Мощь стены щитов заключается в тесно сомкнутых рядах, но она может рассыпаться в одно мгновение. Именно это и случилось, когда мы бросились вперед, чтобы вбить клин в ту щель, где только что стоял человек, который лишился ноги в поединке со мной, и которую англичане не успели закрыть новым бойцом. Мой меч жил собственной жизнью, порхая вокруг меня, перелетая от одного врага к следующему: парируя, рассекая, пронзая, прорубая себе путь через тела противников. То был ближний бой, истинная проверка мастерства воина и его силы, и мы побеждали: обращали англичан в бегство под знамена своих союзников валлийцев, либо посылали на смерть. Мы могли бы воспользоваться удачей первой атаки, но я оглянулся на наше войско и увидел, какова была цена этой победы. Десятки раненых и десятки мертвых. Их истерзанные тела лежали, вытянувшись в грязи, из животов торчали копья с поникшими вымпелами, густая корка красно-бурой грязи покрывала одежду и лица. Среди них я узнал некоторых рыцарей моего отряда, с которыми мне случалось говорить в последние несколько дней, а так же копейщиков и рыцарей других баронов. Мы не могли выдержать второго подобного натиска.

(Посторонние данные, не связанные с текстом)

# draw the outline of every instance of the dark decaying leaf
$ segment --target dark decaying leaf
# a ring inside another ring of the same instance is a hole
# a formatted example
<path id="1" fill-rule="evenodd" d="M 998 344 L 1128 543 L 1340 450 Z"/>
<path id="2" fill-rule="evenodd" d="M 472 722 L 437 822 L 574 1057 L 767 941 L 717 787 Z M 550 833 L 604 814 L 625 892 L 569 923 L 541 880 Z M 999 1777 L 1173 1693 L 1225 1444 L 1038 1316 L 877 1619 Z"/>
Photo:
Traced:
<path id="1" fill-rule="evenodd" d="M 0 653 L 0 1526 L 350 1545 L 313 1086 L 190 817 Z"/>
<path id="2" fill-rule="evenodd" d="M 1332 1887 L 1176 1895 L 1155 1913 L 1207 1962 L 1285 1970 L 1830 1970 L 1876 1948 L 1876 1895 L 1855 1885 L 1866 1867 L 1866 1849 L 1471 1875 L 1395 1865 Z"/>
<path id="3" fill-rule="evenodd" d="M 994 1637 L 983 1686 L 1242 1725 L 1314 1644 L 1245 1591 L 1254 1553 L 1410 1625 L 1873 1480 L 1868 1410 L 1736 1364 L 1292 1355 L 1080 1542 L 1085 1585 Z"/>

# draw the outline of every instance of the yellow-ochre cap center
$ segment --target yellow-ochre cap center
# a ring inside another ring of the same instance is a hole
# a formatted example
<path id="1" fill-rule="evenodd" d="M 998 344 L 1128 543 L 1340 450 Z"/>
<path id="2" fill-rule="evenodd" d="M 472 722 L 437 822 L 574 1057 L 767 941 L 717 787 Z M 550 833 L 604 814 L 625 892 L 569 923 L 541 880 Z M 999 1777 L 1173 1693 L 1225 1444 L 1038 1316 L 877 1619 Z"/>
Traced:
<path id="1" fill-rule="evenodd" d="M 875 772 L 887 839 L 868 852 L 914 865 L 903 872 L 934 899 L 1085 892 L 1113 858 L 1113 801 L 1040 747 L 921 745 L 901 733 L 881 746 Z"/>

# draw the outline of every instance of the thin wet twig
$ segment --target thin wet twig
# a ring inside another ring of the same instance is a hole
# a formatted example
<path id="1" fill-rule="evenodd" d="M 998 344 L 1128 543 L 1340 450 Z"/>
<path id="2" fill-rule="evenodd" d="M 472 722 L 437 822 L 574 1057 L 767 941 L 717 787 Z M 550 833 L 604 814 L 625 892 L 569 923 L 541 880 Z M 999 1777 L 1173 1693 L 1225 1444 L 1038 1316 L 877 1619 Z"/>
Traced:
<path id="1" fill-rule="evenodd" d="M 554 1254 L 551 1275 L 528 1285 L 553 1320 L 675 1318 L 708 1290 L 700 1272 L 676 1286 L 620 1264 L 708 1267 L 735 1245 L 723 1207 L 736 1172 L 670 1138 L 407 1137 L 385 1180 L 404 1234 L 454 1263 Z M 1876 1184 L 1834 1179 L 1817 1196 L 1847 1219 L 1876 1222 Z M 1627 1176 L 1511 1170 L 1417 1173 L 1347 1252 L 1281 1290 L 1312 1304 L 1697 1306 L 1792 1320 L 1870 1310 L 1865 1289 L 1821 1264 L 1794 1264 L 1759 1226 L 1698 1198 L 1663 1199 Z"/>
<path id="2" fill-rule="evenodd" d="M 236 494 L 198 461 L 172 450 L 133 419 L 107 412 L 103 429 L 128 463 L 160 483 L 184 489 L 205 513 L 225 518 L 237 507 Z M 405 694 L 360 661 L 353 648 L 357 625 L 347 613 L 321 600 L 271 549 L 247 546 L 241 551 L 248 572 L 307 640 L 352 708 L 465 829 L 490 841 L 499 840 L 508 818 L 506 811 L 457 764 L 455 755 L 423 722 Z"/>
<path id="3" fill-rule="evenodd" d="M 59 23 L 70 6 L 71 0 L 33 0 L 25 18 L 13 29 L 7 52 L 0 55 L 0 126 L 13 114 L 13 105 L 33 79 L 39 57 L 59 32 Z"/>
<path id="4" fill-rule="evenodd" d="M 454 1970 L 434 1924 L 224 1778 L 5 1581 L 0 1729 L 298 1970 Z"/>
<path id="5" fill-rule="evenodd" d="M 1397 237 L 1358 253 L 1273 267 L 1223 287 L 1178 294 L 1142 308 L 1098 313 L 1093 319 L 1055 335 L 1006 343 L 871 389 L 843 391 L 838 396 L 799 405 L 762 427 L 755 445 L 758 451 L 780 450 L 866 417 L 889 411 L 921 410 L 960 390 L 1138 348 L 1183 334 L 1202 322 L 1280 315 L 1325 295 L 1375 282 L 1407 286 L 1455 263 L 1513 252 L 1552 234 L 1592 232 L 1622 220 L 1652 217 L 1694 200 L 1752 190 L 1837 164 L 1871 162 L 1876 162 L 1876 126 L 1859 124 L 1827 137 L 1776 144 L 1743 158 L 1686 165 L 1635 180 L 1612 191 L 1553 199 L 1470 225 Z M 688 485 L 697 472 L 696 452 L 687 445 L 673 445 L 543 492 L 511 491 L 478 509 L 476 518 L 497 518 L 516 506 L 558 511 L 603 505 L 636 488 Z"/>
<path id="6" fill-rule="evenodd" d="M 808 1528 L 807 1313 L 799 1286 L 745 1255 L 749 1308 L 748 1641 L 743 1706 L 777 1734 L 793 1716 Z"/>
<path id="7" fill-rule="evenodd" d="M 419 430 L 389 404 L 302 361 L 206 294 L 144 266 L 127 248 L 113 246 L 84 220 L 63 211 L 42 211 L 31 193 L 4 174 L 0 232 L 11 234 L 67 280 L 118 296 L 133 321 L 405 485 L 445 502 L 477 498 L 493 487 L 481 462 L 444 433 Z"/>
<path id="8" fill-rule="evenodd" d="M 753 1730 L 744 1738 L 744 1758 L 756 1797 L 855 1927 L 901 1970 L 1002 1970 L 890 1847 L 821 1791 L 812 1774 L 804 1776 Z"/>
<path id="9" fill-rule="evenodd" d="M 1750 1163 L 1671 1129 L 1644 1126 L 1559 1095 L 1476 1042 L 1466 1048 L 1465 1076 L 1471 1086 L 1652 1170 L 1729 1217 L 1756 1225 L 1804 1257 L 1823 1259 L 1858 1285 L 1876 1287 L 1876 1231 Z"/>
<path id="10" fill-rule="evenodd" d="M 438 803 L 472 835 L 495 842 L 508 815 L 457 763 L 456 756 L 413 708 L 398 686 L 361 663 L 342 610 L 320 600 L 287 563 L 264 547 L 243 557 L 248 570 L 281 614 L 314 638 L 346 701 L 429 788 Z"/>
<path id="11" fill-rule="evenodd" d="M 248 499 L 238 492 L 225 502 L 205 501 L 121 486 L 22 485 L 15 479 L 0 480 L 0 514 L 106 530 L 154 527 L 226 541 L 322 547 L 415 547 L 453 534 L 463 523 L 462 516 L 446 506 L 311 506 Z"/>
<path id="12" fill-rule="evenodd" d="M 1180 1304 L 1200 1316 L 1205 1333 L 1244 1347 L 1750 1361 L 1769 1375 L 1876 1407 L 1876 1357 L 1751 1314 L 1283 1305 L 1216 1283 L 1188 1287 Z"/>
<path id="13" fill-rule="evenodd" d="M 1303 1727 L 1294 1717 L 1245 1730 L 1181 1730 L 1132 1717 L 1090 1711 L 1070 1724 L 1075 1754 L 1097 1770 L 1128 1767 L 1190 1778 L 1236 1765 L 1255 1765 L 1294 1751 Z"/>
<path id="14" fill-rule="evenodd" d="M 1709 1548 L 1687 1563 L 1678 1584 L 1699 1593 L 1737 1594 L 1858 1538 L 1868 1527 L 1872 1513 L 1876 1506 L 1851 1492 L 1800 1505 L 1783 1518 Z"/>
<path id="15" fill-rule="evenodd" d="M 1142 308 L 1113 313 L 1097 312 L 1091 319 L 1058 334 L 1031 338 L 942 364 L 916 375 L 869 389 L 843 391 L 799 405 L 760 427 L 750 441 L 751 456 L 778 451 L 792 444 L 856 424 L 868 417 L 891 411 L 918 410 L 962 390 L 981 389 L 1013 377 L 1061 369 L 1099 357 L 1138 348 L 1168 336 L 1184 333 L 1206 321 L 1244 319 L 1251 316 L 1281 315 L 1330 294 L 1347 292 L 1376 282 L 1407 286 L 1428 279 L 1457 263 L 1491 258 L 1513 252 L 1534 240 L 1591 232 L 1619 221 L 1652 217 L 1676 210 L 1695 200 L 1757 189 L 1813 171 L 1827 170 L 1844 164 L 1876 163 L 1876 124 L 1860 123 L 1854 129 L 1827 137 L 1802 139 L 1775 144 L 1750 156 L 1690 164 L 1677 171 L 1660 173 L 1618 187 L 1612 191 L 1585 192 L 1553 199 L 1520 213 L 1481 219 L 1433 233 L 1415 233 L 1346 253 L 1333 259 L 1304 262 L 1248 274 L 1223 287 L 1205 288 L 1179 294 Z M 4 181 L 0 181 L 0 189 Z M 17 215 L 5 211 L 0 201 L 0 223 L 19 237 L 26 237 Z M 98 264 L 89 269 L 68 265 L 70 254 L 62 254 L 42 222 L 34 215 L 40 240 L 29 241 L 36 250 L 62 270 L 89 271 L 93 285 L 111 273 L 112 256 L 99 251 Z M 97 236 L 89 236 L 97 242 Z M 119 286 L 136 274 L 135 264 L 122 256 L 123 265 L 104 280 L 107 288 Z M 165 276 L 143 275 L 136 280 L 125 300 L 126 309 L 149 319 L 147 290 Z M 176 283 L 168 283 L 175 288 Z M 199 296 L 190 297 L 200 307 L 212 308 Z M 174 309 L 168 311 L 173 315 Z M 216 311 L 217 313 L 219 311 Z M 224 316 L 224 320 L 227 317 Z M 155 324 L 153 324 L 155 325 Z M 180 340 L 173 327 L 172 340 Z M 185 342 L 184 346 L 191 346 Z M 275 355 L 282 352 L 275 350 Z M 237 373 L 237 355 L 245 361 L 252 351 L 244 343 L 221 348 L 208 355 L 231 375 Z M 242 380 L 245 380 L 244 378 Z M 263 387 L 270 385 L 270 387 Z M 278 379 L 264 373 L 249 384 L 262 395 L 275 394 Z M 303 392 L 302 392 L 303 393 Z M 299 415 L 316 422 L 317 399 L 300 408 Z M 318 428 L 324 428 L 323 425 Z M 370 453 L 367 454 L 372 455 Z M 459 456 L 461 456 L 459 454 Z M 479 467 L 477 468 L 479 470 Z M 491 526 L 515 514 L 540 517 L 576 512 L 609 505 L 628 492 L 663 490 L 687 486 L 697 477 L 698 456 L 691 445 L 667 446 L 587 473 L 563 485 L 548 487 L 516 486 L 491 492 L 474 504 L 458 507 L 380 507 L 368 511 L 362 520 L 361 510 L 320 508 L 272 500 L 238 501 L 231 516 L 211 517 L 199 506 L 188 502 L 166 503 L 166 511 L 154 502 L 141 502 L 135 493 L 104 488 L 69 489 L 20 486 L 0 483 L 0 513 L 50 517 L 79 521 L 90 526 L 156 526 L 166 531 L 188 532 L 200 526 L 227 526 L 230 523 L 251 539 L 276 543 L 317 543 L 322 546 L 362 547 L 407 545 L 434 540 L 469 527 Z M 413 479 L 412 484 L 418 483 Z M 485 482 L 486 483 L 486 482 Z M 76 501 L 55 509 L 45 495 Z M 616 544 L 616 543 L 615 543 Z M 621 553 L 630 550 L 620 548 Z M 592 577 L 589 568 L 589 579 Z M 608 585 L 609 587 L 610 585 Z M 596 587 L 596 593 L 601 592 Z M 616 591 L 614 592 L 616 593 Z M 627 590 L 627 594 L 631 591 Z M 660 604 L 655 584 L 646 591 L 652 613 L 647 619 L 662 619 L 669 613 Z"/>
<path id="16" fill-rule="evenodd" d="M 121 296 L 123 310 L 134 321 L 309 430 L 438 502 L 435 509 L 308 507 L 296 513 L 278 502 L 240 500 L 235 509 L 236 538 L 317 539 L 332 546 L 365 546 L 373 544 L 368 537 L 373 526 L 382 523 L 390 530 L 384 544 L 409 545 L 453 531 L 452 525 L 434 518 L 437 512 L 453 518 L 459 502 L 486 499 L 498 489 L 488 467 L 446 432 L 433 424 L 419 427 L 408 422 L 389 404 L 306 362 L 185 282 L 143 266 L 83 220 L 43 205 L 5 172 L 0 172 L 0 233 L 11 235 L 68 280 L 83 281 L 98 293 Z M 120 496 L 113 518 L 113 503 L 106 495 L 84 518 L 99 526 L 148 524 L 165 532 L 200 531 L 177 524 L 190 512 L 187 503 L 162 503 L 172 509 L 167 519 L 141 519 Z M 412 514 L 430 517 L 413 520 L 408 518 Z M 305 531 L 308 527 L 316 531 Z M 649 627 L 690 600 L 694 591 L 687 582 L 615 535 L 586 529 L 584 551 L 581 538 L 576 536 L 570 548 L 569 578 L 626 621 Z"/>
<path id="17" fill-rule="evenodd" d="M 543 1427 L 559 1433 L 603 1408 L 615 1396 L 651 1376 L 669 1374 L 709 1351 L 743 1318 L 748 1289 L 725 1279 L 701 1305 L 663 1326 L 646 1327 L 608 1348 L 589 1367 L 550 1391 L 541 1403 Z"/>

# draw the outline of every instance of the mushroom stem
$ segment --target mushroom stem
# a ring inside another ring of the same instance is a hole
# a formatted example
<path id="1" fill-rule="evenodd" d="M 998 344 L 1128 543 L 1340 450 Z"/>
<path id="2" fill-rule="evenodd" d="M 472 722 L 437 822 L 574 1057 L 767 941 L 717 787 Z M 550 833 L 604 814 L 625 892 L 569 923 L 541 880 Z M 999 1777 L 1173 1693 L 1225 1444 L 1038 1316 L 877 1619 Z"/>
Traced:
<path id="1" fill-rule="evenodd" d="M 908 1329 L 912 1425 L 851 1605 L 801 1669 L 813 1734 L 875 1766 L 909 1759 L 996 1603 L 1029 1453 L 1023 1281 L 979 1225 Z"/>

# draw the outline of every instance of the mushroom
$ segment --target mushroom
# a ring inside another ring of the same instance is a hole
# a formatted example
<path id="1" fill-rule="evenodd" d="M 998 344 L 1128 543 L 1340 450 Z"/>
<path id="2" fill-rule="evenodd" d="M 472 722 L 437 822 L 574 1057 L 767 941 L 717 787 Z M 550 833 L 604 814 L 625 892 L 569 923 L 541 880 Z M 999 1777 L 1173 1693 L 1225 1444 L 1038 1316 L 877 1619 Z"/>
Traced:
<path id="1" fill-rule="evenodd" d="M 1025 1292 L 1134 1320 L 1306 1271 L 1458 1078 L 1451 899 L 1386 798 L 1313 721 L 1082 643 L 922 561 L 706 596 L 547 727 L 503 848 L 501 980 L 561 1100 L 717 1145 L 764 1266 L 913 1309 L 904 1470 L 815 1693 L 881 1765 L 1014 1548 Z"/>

Но оба знамени со львами уже колыхались в руках знаменосцев. К моему удивлению валлийцы не спускались с холма в долину, чтобы покончить с нами; они шли на север долины, за мельницу. Снова взвыли рога, и на этот раз я понял, откуда исходит этот звук, и что он означает.
На севере из дождя и тумана один за другим, взрывая грязь и камни копытами лошадей, выезжали отряды всадников в кольчугах и шлемах. Высоко над их головами по ветру реяли вымпелы и флаги, и на них был изображен белый силуэт волка, который я узнал с первого взгляда.